Using Autograd for Maximum Likelihood Estimation
Thanks to an excellent series of posts on the python package autograd
for automatic differentiation by John Kitchin (e.g. More Auto-differentiation Goodness for Science and Engineering), this post revisits some earlier work on maximum likelihood estimation in Python and investigates the use of auto differentiation. As pointed out in this article, auto-differentiation "can be thought of as performing a non-standard interpretation of a computer program where this interpretation involves augmenting the standard computation with the calculation of various derivatives."

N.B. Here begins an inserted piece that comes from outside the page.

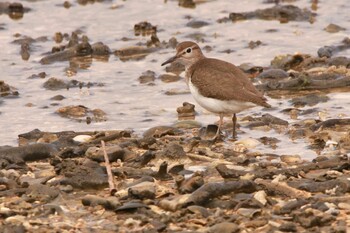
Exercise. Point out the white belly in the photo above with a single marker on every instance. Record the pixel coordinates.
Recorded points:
(218, 106)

Auto-differentiation is neither symbolic differentiation nor numerical approximations using finite difference methods. What auto-differentiation provides is code augmentation where code is provided for derivatives of your functions free of charge. In this post, we will be using the autograd
package in python after defining a function in the usual numpy
way. In python, another auto-differentiation choice is the Theano package, which is used by PyMC3 a Bayesian probabilistic programming package that I use in my research and teaching. There are probably other implementations in python, as it is becoming a must-have in the machine learning field. Implementations also exist in C/C++, R, Matlab, and probably others.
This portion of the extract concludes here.